The resultant approach has wide-ranging implications for the present pernicious practices, and it identified a number of proposals for professional practice and modifications in the way in which workplace bullying may be countered and contained. This thesis contributes to discourses of agency in workplace bullying and challenges both researchers and policymakers to fully elucidate the various issues surrounding pathways to redress for bullying. In addition through its emphasis on the power dynamics which characterize redress it extends the limited available literature in the substantive area about the ineffectiveness of complaints procedures.

Moreover, despite the research limitation respecting the modest scale of the study involving self-selecting teachers, the richness of the data elicited underscores the problematic and contingent assumptions underpinning anti-bullying policies and procedures which purportedly address workplace bullying within small organisations.
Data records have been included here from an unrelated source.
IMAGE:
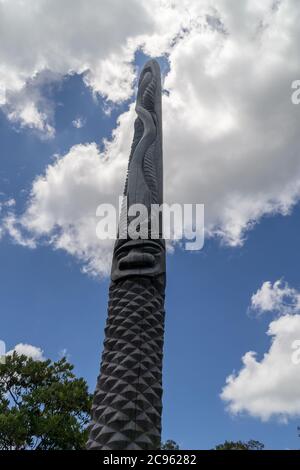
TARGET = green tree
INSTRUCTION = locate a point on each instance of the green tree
(169, 445)
(43, 406)
(240, 445)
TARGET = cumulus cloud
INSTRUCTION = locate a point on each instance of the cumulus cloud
(270, 387)
(278, 297)
(230, 129)
(78, 123)
(97, 39)
(36, 353)
(63, 202)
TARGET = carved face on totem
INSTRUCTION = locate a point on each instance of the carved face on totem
(144, 181)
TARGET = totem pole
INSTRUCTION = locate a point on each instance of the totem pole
(127, 404)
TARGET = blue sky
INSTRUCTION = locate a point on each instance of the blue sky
(231, 141)
(47, 301)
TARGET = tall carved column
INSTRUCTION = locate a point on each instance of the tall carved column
(127, 405)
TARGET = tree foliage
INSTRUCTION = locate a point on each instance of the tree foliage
(42, 405)
(240, 445)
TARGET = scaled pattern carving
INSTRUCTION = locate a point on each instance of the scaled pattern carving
(127, 405)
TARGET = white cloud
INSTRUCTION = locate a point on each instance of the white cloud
(270, 387)
(78, 123)
(231, 137)
(278, 297)
(37, 354)
(63, 201)
(93, 38)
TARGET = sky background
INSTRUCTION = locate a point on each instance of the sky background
(231, 142)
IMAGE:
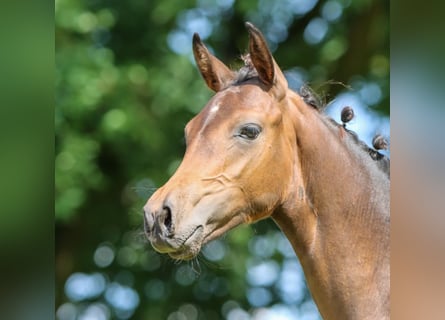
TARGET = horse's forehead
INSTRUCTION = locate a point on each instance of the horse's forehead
(236, 99)
(232, 103)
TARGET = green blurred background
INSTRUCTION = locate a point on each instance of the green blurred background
(126, 85)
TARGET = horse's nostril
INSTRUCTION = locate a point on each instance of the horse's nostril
(166, 212)
(148, 222)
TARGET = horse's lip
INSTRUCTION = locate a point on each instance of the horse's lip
(194, 233)
(189, 249)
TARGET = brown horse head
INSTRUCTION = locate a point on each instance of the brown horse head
(238, 162)
(260, 150)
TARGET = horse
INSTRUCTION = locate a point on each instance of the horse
(259, 149)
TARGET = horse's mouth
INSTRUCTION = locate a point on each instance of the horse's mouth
(190, 247)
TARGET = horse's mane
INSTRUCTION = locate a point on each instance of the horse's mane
(309, 96)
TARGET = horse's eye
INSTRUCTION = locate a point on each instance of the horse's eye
(250, 131)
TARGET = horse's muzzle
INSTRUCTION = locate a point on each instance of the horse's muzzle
(158, 228)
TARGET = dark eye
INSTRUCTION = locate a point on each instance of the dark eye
(250, 131)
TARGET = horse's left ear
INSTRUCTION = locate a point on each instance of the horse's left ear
(215, 73)
(261, 57)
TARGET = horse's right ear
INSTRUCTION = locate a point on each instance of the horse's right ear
(215, 73)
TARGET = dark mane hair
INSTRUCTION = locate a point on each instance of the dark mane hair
(312, 99)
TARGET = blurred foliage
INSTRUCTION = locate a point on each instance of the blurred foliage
(126, 86)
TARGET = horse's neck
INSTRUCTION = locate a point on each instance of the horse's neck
(337, 223)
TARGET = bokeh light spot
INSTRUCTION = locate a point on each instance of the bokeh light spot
(81, 286)
(103, 256)
(315, 31)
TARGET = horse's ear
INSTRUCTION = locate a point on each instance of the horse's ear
(215, 73)
(261, 57)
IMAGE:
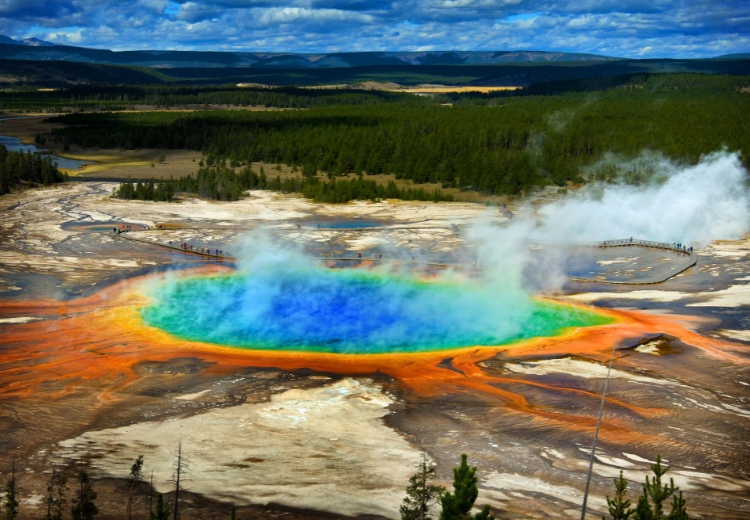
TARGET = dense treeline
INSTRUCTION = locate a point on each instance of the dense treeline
(150, 190)
(123, 97)
(17, 168)
(508, 149)
(222, 183)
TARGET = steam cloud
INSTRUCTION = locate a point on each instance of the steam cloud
(691, 205)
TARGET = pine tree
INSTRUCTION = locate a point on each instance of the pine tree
(161, 512)
(11, 495)
(457, 505)
(59, 499)
(136, 474)
(679, 508)
(84, 507)
(420, 494)
(619, 507)
(656, 492)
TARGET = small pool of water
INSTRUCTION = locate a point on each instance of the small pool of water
(14, 144)
(346, 224)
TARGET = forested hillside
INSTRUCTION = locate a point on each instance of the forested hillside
(501, 145)
(124, 97)
(17, 168)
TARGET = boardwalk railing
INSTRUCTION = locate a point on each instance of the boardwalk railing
(645, 243)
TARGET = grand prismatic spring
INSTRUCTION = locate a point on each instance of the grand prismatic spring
(290, 376)
(352, 312)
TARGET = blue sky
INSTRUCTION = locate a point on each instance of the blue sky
(629, 28)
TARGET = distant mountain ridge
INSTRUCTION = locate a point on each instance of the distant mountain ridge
(38, 50)
(29, 42)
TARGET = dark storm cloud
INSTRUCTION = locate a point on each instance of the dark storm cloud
(636, 28)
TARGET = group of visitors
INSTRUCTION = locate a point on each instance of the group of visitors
(202, 250)
(121, 229)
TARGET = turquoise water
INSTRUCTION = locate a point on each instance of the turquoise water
(351, 312)
(14, 144)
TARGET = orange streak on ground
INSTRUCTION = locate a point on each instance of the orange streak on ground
(99, 341)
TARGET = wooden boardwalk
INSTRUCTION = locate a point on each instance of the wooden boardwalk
(691, 257)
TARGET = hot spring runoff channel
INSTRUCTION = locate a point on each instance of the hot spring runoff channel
(352, 312)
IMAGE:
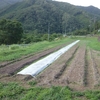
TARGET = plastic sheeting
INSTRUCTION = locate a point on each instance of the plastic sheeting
(40, 65)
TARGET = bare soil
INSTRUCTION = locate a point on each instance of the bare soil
(78, 68)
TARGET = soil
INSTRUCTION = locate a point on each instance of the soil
(78, 68)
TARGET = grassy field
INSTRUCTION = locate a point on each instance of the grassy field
(13, 91)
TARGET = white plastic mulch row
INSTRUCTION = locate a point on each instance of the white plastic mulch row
(40, 65)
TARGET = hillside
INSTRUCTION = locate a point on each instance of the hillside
(4, 3)
(92, 11)
(47, 15)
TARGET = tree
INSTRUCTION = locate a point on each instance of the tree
(10, 31)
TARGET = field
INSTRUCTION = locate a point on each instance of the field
(73, 76)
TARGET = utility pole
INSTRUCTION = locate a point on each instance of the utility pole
(48, 31)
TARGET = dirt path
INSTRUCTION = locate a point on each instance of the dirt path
(78, 68)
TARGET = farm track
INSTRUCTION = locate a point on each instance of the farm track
(78, 68)
(12, 68)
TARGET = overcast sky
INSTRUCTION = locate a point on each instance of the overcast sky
(95, 3)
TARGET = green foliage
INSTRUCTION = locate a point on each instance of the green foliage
(10, 31)
(14, 47)
(37, 14)
(10, 91)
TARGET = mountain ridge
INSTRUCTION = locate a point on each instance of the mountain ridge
(38, 15)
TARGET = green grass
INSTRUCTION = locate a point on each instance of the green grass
(12, 91)
(12, 52)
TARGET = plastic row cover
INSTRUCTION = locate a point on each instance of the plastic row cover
(40, 65)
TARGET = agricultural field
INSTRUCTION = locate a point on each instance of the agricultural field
(73, 76)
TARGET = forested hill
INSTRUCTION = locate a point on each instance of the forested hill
(93, 11)
(43, 15)
(4, 3)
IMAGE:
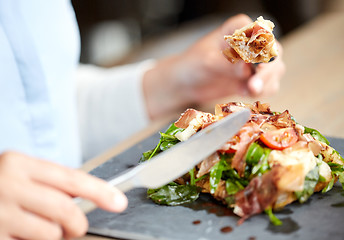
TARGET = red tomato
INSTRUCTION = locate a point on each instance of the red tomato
(279, 139)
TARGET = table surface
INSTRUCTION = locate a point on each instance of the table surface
(312, 88)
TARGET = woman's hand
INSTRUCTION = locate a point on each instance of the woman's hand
(202, 73)
(36, 198)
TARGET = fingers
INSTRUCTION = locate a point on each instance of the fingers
(54, 206)
(39, 194)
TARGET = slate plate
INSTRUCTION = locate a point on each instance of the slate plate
(320, 218)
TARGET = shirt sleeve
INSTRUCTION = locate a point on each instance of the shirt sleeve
(111, 105)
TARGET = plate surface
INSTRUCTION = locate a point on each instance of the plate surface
(321, 217)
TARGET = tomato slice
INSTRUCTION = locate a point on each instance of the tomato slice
(279, 139)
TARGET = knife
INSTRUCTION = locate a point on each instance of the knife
(175, 162)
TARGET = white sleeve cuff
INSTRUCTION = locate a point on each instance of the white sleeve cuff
(111, 105)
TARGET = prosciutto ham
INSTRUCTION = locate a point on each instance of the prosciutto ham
(270, 162)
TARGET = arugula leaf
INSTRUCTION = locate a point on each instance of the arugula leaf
(337, 170)
(216, 174)
(311, 181)
(232, 187)
(174, 194)
(167, 140)
(217, 170)
(273, 219)
(257, 159)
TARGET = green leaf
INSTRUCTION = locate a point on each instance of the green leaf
(232, 187)
(311, 181)
(167, 140)
(173, 194)
(273, 219)
(216, 173)
(257, 159)
(192, 176)
(337, 170)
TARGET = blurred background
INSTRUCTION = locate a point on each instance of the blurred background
(116, 32)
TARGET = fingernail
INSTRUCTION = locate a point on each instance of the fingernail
(256, 85)
(120, 202)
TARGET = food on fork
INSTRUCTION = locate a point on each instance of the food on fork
(254, 43)
(271, 162)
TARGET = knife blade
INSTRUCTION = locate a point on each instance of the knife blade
(176, 161)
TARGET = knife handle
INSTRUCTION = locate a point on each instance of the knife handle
(124, 182)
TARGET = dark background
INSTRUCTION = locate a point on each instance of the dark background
(111, 29)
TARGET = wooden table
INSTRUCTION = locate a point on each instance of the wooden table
(312, 89)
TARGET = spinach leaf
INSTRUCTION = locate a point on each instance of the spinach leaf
(167, 140)
(317, 135)
(257, 159)
(174, 194)
(232, 187)
(311, 181)
(273, 219)
(337, 170)
(216, 172)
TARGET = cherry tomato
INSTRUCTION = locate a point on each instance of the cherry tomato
(279, 139)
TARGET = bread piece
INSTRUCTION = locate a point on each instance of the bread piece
(254, 43)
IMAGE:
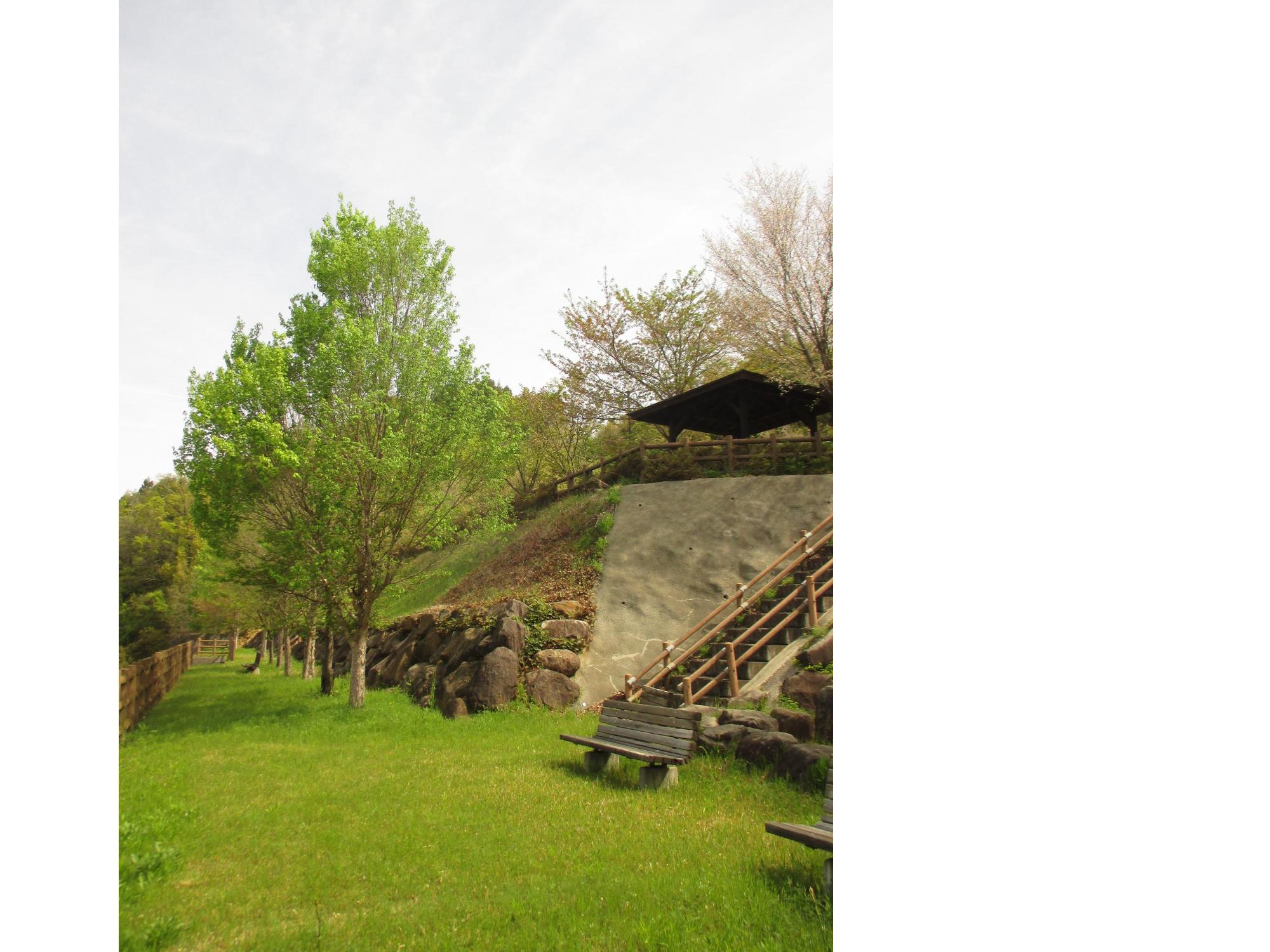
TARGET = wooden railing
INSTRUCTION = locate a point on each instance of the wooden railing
(144, 682)
(802, 601)
(737, 605)
(733, 453)
(213, 647)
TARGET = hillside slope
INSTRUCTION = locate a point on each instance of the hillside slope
(679, 549)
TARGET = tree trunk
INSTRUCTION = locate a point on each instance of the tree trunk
(358, 664)
(328, 663)
(311, 652)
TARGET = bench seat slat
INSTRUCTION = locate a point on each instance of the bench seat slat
(642, 724)
(622, 731)
(653, 757)
(801, 833)
(671, 713)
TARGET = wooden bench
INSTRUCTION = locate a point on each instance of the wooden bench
(662, 737)
(820, 837)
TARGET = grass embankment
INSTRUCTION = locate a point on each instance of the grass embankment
(257, 814)
(548, 555)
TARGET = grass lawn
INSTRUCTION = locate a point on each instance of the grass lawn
(257, 814)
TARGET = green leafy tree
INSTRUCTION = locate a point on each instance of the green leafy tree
(627, 350)
(359, 435)
(777, 267)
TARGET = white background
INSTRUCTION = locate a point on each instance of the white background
(1052, 480)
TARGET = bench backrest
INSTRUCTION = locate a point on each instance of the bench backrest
(664, 729)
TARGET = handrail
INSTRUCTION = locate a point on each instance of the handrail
(826, 527)
(819, 442)
(730, 649)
The presentation of bullying in contemporary teen fiction
2006
Hodson, K.A.
University of Exeter

Bullying is currently a very emotive and well-publicised issue, featuring frequently in TV programmes and newspapers.  It is no longer accepted as an inevitable part of school life affecting only weak and inadequate victims, but, instead, as a social ill, with long-term psychological effects on both bully and victim, that needs to be eradiated from schools and work places. This research project provides a detailed exploration of fictional representations of bullying in contemporary teen fiction.  It approaches the main research question, “How is Bullying Presented in Contemporary Teen Fiction”? through four subsidiary research questions and interviews with some of the writers in the desk study, against a background of children’s/adolescent literature criticism and psychological, sociological and educational research on bullying in schools.  Thus, the research project utilises current academic thought in two different fields: English and Education. Through the first subsidiary question, the patterns in the presentation of bullying are explored.  Issues of gender, modes of aggression and types of bullying (racial, sexual and organisational) are discussed.  The focus of the research narrows into examining the construction of the bully and victim experience through the second and third subsidiary research questions respectively.  Contemporary presentations are compared with the presentations in generic boys’ and girls’ school stories and considered in the light of current thinking in bullying research.  The fourth subsidiary research question refocuses the research on the narrative design of novels in the desk study by exploring the common strategies writers use in narratives dealing with bullying and the nature of the resolutions to ending the bullying relation offered to readers.  These are considered further as Entwicklungsroman through adolescent literature criticism and notions of adolescent growth, power, maturation and alienation.